さてそれを、教育現場で生徒や学生が授業に集中しているかどうかを管理するために使うという動きがあるようで、驚きました。
事例1
埼玉県の中学校。リストバンド端末で脈拍を計測、授業中の集中度をリアルタイム表示。事例2
滋賀県の小学校。カメラで頬の血管の血流を測定、感情を4種類に分類、教師の端末に表示。教員の負担が大きく今はデータ取得をやめている。感想:これも危ない。https://t.co/PvPw655lB9
— 星 暁雄 (ITと人権) (@AkioHoshi) September 19, 2023
佐倉統さん(@sakura_osamu)の #コメントプラス「こんな役に立たないデータを取るのは、やめた方がいい。百害あって一利ない…手段が目的化してしまうと、意味のない細かい手続きをただただ追求するだけになって、ろくなことはない。だから、これは一刻も早くやめるべきだ。」https://t.co/8nqCjpnI89
— 本田由紀 (@hahaguma) September 19, 2023
私が学生の頃、ポリグラフは非常に高価、かつ図体も大きいもので、大学に1台しかありませんでしたし、実験室に据え置いておくことしかできませんでした。今や技術が進歩して、一般の学校の教室で、生徒全員に装着して、彼女・彼らの身体の血流量をリアルタイムで測定して、教卓等に映し出すことが可能になっているようです。

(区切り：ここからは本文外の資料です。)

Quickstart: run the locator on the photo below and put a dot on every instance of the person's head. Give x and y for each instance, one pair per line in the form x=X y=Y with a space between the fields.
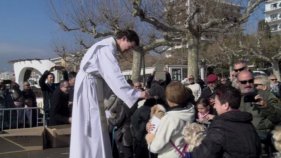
x=26 y=85
x=126 y=40
x=50 y=78
x=276 y=135
x=193 y=134
x=223 y=80
x=227 y=98
x=130 y=82
x=261 y=83
x=246 y=82
x=202 y=105
x=273 y=79
x=137 y=85
x=64 y=86
x=71 y=78
x=178 y=95
x=191 y=79
x=212 y=81
x=239 y=66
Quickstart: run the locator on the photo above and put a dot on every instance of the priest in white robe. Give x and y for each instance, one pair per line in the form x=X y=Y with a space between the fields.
x=99 y=70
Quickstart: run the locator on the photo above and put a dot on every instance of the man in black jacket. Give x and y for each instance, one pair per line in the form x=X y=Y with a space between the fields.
x=48 y=87
x=231 y=134
x=60 y=113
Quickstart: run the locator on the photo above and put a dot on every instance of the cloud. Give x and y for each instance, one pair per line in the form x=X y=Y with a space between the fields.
x=9 y=52
x=6 y=48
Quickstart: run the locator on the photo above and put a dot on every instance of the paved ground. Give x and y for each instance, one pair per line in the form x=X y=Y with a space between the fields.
x=47 y=153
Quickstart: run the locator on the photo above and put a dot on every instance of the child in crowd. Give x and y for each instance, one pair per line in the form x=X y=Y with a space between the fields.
x=204 y=111
x=193 y=134
x=156 y=113
x=276 y=135
x=168 y=139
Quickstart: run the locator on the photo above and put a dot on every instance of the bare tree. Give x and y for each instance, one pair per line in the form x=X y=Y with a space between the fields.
x=202 y=17
x=160 y=23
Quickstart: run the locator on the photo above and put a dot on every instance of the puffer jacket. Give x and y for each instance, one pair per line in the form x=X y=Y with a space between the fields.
x=230 y=135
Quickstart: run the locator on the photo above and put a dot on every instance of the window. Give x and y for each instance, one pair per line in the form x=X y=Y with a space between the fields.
x=273 y=16
x=273 y=27
x=274 y=6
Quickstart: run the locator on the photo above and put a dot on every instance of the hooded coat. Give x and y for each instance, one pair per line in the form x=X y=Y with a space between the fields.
x=170 y=130
x=230 y=135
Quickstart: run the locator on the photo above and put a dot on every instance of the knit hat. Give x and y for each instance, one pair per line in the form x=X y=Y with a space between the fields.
x=212 y=78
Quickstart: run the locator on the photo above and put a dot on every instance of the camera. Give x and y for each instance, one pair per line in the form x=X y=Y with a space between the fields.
x=250 y=97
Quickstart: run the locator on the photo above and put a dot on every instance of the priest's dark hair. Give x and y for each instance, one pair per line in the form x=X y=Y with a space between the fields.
x=131 y=35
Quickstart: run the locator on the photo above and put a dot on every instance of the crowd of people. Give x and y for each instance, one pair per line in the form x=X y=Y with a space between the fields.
x=220 y=116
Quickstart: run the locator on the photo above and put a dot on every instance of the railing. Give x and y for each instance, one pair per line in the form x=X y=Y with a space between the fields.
x=12 y=118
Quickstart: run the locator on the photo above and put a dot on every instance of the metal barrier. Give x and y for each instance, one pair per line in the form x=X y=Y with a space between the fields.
x=12 y=118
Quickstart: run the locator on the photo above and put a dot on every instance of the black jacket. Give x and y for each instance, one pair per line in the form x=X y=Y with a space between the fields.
x=230 y=135
x=48 y=89
x=59 y=108
x=121 y=121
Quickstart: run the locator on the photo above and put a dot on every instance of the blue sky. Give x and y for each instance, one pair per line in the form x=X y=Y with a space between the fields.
x=27 y=31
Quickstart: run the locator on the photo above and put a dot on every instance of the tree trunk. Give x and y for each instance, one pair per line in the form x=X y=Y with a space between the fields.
x=230 y=63
x=136 y=67
x=192 y=64
x=276 y=69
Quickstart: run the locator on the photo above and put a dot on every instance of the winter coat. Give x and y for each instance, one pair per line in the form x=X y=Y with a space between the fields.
x=121 y=121
x=170 y=130
x=230 y=135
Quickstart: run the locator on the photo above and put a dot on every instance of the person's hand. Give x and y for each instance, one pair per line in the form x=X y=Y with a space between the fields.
x=260 y=101
x=56 y=67
x=144 y=94
x=210 y=117
x=212 y=101
x=149 y=138
x=149 y=127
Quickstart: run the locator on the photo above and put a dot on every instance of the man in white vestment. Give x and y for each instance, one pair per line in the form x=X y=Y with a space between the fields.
x=99 y=70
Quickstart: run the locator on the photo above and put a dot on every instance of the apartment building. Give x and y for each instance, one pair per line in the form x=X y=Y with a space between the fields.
x=273 y=15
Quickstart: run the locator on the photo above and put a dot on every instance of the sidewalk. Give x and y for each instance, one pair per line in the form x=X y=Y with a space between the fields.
x=47 y=153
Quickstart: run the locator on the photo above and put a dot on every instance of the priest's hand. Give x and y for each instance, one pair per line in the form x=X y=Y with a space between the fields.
x=144 y=94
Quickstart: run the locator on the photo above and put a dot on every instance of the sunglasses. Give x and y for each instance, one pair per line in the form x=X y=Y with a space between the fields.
x=238 y=70
x=247 y=81
x=257 y=84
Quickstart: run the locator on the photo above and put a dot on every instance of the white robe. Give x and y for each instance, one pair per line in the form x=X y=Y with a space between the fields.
x=99 y=70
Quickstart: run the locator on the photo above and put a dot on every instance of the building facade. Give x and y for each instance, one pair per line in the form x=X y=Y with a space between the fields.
x=273 y=15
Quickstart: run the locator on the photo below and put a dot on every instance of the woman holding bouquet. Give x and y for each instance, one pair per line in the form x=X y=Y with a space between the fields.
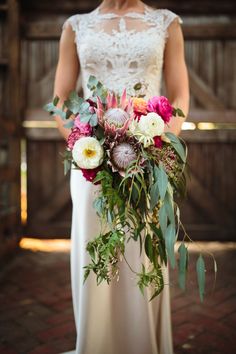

率直に言って、怖いな…と思いますし、またそれがどこまで「正確」で、かつ子どもたちのためになるのかも疑問に思います。どこまで「正確」なのかというのは、血流量自体は正確に測定できているとしても、血流が増える原因は1つではないはずです。上述の「うそ発見器」の皮膚電位でも、手のひらの電位に変化が生じる原因は「嘘をついている」ことだけではありません。測定装置をつけられて緊張している、忘れ物をしたことを思い出してしまったなど、様々なことが考えられます。血流量の増加も、授業に集中しているだけではなく、「別のことを考えていてそちらに集中している」という可能性もあるでしょう。そして何より、血流量のような微細な身体の変化を、「授業への集中を高める」といった目的のために、日常的に監視するというのはどうなのでしょうか。
他にも、居眠りの検出というのもあるそうです。
どんなに素晴らしい授業でも、眠いときには学生は寝る。自分が学生だったときもそうだった。このシステムは授業内容の改善には使えないだろう。授業改善には、「理解できないときに押すボタン」を学生に配布するのがよい。https://t.co/WasGsOBAoN
— 森岡正博 Masahiro Morioka (@Sukuitohananika) August 5, 2023
居眠りを推奨はしませんが、仕方ないこともあります。また「授業が面白ければ居眠りをする学生がいなくなる」ということも考えにくいです。
このような身体の微細な部分をモニタリングする技術の発達は、生活習慣病の予防・治療などに有効なこともあると思いますが、使うべき場所(目的)とそうでない場所や目的があるように思います。